Tron: Identity (PC [reviewed], Switch)
Developer: Bithell Games
Publisher: Bithell Games
Release: April 11, 2023
Taking place in an initially undefined part of the Tron timeline, Tron: Identity puts you in the role of Query, a Disciple of Tron who works without allegiance. Essentially, a private eye. At a place called “The Repository,” someone has blown open a vault and, it’s assumed, made off with something important. No one is quite sure what, and no one really knows why. That’s for you to find out.
Familiarity with the Tron mythos isn’t firmly required, but you’ll be diving in at the deep end without it. The Grid has been left on its own for so long, that the idea of a User has fallen to legend. Some people still believe firmly in these godly figures, while others believe only in programs. You’ll be hit with references of ENCOM, Flynn, and TRON, but the programs you meet along the way are new characters and they don’t have any definitive knowledge of what’s going on. However, the impact of the game’s revelations won’t be as significant without knowledge of what’s happened in the world previously.
Tron: Identity is firmly a visual novel with a light puzzle-solving mini-game. Essentially, some memories got rattled loose from some of the programs you meet, and you “defrag” their identity discs to get these memories back. It’s reasonably fun.
There’s an endless mode where you just play the mini-game, but I’m not sure it’s that cool. It’s definitely a lot better than playing another version of the light cycles again. For that matter, if you’re only here for the story, you can skip the defrag routine entirely and just proceed with the text.
The main meat of the game is the investigation. You have some sway over how things play out, but since a first-run playthrough is maybe 2-3 hours long, there isn’t a lot of opportunity for decision making. The decisions you do end up making are pretty impactful, though Tron: Identity likes to declare exactly where those effects are being felt. That said, they’re not obvious black-and-white moral choices. They’re the type of choices that there isn’t a right answer for, and you’ll likely end up pissing someone off.
The narrative itself is very nuanced and satisfying.

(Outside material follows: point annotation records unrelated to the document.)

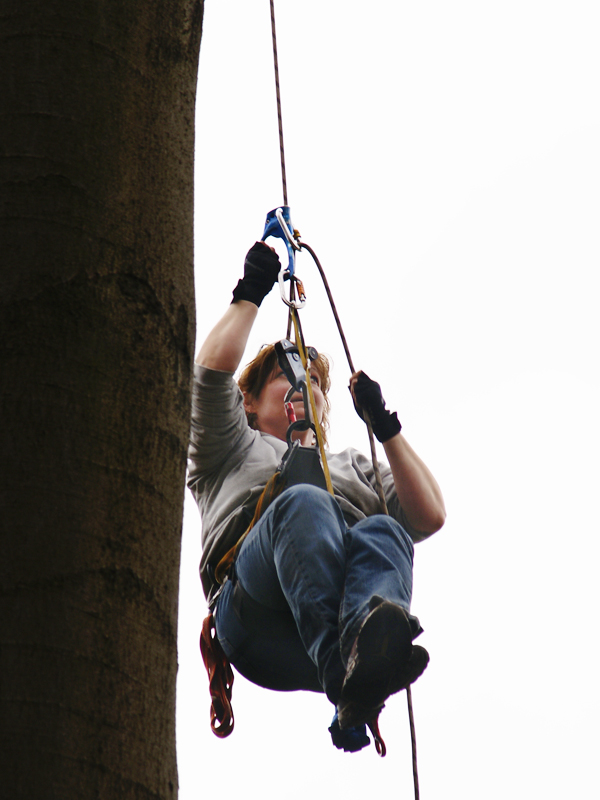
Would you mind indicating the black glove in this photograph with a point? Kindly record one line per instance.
(261, 269)
(367, 396)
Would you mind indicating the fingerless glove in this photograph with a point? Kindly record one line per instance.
(367, 396)
(261, 269)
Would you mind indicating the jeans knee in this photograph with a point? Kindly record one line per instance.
(381, 525)
(309, 512)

Even as someone who isn’t fully immersed in the Tron universe, it gave me a bunch of stuff to chew on and figure out after the game ended. It can sometimes be overly vague, and not being fully indoctrinated, I can’t help but feel I’ve probably missed some things. While this wasn’t a huge problem, there were times when I felt like I was making a decision without all the needed facts. Like Query knew more than I did.
There’s also the possibility that if you found Tron to be a bit hokey, this isn’t going to change your mind. I feel that the world presented does a great job of framing our own, but at the same time, I don’t know why it’s raining in a mainframe. I felt like I needed to suspend disbelief pretty hard everytime a program started showing emotions, but since this isn’t our world, and neither is it trying to be an accurate representation of a computer world, it gets to make the rules.
I really appreciate that Tron: Identity is as short as it is. It makes great use of its runtime, and playing through it again feels like a reasonable prospect. It tells a complete story but leaves things wide open to continue. In many ways, I love that the focus is entirely on the interior of The Grid and leaves out any human interference. It’s a terrific approach.
Its focus is rather admirable. There’s no voice acting, the graphics are rather basic, but everything comes together wonderfully to get the job done. Fans of visual novels have been eating great recently, and Tron: Identity is another great morsel to dig your teeth into. Even if it’s not the most transcendental experience, it’s hard not to be charmed by the amount of love that’s been put into it.
[This review is based on a retail build of the game provided by the publisher.]